Bu koşullarda işgal altındaki Kıbrıs'ta cumhurbaşkanlığı seçimi Türk devleti bakımından marjinal olmaktan optimuma yükselerek hayati düzeyde önem arz eder hale geldi. Son cumhurbaşkanı Mustafa Akıncı'nın Kıbrıs'ta iki halklı federatif çözümden yana olduğu, sömürgeci Türk devletinin paryası olmaya direndiği biliniyor. Türk tarafının cumhurbaşkanı aynı zamanda AB ile devam eden Kıbrıs'ın çözümüne dair görüşmelerde heyet başkanı ve belirleyici konumda yer alıyor. Türk Devletinin Doğu Akdeniz üzerinden izlediği yayılmacı çıkar kavgasında Mustafa Akıncı'nın Saray şefi Erdoğan'la aynı görüşte olmadığı, sömürgeleştirilmiş bir ada olmanın zorunlulukları ile yüz yüze olmasına karşın işgal altındaki Kıbrıs'ı bu gerici rekabet kavgasında geri planda tutma gayretleri gözden kaçmıyordu. Cumhurbaşkanı Akıncı'yı kendi çıkar kavgasına çekemeyince yasal olarak çok fazla yetki ve inisiyatifi olmamasına karşın başbakan rolündeki Ersin Tatar'ı öne sürerek güç kazanmayı zorluyordu. Sözüm ona Kıbrıs'ın çıkarlarını korumak içindi tüm bu kavgalar, ama tüm dünya biliyor ki, Kıbrıs da sömürgeci Türkiye'nin yayılmacı siyasetinin bir kurbanı ve Türk devletinin payandası durumundadır. 

Ersin Tatar'a seçimi kazandıracak her şey yapıldı, her türlü destek verildi. 1974'ten beri yerleşime kapalı Maraş bölgesinin açılması girişimi de Tatar'a bir seçim propagandası olarak hediye edildi. Devlet ilişkilerinde teamüllere rağmen faşist şef Erdoğan'ın Maraş bölgesinin açılışına bizzat katıldığı sömürge ziyaretinde yanında emir eri gibi sadece Ersin Tatar yer aldı. Öyle ki tek başına hükümet dahi kuracak çoğunluğa sahip olmayan Başbakan Tatar'ın, Maraş'ın açılışından koalisyon ortaklarını dahi haberdar etmediği basına yansıdı. Seçim sonuçları kesinleşmeden AKP yöneticilerinin zafer açıklamaları ve Esin Tatar'ı kutlama tez canlılıkları planlanan senaryonun gerçekleşmiş olduğunu gösteriyor. Keza Ersin Tatar'ın daha ilk açıklamasında Doğu Akdeniz paylaşımına dikkat çekmesi ve Türk devletine bağlılığını deklare etmesi aradaki ilişkinin mahiyetini ortaya seriyor.

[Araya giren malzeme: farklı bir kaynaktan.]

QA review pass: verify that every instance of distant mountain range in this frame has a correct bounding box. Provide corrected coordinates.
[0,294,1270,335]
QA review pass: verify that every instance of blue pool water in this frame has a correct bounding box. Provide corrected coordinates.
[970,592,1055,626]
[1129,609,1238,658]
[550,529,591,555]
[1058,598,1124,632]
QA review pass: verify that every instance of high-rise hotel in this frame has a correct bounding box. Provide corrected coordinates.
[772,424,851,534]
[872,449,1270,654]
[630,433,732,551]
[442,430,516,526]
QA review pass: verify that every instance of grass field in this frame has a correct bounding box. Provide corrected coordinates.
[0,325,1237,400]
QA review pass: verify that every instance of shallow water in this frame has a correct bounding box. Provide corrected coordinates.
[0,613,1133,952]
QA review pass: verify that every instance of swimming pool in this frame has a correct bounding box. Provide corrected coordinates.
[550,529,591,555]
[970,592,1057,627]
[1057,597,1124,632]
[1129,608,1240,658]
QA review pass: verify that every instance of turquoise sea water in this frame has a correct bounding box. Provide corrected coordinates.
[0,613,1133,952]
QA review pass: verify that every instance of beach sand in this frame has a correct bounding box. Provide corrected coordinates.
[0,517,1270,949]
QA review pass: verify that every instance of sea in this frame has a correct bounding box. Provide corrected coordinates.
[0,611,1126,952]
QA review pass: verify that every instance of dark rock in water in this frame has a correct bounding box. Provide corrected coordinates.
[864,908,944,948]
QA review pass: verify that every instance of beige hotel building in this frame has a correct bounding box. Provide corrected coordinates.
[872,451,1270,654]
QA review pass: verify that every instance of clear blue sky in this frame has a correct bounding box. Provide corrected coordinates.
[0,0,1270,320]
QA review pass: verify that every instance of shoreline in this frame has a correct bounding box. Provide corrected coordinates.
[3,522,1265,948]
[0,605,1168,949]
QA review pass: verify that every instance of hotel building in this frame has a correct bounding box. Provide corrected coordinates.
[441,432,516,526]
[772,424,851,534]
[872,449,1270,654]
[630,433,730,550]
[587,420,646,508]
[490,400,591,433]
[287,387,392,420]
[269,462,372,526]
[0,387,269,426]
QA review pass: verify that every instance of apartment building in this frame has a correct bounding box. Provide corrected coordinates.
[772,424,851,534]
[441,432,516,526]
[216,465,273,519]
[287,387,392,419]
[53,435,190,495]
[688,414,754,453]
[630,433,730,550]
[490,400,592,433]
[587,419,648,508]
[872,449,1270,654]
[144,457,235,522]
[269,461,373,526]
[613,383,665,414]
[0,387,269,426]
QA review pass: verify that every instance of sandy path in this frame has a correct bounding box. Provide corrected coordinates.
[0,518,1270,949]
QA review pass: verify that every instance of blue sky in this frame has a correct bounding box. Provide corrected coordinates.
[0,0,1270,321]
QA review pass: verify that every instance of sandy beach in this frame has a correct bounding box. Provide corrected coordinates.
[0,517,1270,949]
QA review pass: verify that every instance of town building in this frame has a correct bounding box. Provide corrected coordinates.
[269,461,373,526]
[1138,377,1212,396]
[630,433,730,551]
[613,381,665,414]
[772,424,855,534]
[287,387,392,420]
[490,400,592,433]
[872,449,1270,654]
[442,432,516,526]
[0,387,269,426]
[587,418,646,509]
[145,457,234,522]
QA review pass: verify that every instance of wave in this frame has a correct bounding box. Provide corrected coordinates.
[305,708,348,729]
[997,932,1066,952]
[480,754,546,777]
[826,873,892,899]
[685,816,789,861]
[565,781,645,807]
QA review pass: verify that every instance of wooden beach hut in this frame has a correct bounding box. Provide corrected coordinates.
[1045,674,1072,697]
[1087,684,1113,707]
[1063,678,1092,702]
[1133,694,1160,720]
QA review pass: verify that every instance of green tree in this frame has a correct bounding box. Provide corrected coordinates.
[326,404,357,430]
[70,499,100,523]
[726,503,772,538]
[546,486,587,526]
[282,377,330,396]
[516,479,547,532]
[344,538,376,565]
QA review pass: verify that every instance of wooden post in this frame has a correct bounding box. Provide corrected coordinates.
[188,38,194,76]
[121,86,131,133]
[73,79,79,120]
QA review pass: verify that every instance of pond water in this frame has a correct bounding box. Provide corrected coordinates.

Son durum böyle, sömürgeci Türk devleti Doğu Akdeniz rekabetinde Kıbrıs'ın bölgesel askeri önemi ve jeostratejik konumundan yeterince yararlanmasını önlediğini düşündüğü bir engelden kurtulmuş oldu. Ersin Tatar'la birlikte Kıbrıs müzakereleri, AB ile ilişkiler ve Doğu Akdeniz meselelerinde Türk devletinin yaklaşımlarında tekrar sertleşme ve bu çerçevede esaslı değişiklikler beklenmelidir. Bundan böyle Kıbrıs'ta yaşayan Türk, Rum ve diğer halkların önünde yeni düşmanlaşma ve saldırı tehditleri ile krizli günler var demektir. 

Ada'da yaşayan Kıbrıslı Türkler faşist kontracı Rauf Denktaş sonrası dönemde bağımsızlıklarını elde etmeye doğru çabalara yöneldiler. Mehmet Ali Talat ve Mustafa Akıncı gibi görece demokrat, bağımsızlıkçı ve Kıbrıs'ta iki halklı çözümden yana yöneticilerle kendi kaderini tayin etme yolunda adımlar atmaya çalıştılar. Sömürgeci Türk devletinin mali şantaj ve askeri tehditlere başvurmaktan çekinmeyen müdahalelerine karşın Ada halkı demokratikleşme ve çözüm çabalarından vazgeçmedi. Nitekim seçimin birinci turunda araya sıkıştırılan anayasa referandumunda değişiklik yapılması teklifini ikinci defa reddetti. Yüksek Hakimler Kurulu'nda hakim sayısını arttırmayı öngören değişiklik bir önceki seçimde de referanduma sunulmuş ve reddedilmişti. Öyle anlaşılıyor ki işgal altındaki Kıbrıs'ın yönetiminde faşist şef Erdoğan kendi hazırladığı hukuku ve atadığı hakimleri engel olarak görmeye başladı, hakimleri değiştiremeyince sayıyı arttırarak dengeleri değiştirmeye girişti. Bu burjuva hilenin üst üste reddediliyor oluşu Kıbrıs Türklerinin sömürgeci rejime karşı dirençlerini yansıtması bakımından anlamlı ve önemlidir.

Kıbrıs halklarının aydınlık geleceği Yunanistan ve Türkiye bağımlılığından kurtulma ve birleşik mücadele ile gönüllü, eşit ve adil ortak bir yaşam kurmayı başarmalarına bağlıdır. Bölgesel rekabet ve gerici milliyetçi düşmanlıkların taraftarları haline gelmek Kıbrıslı Türk ve Rum halklarına bugüne kadar bir şey kazandırmadı, bundan sonra da kazandırmayacak. Ortadoğu ve Doğu Akdeniz halkları muazzam devrimci fırsatları değerlendirme seçenekleri ile karşı karşıyadırlar. Emperyalist ve bölgesel gerici rekabet madalyonun ne kadar karanlık yüzünü gösteriyorsa, madalyonun aydınlık tarafında halklarımızın birleşik mücadele ile kazanacakları bölgesel devrimin zaferi ve özgürlüğün pırıltılı ışığı yansıyor.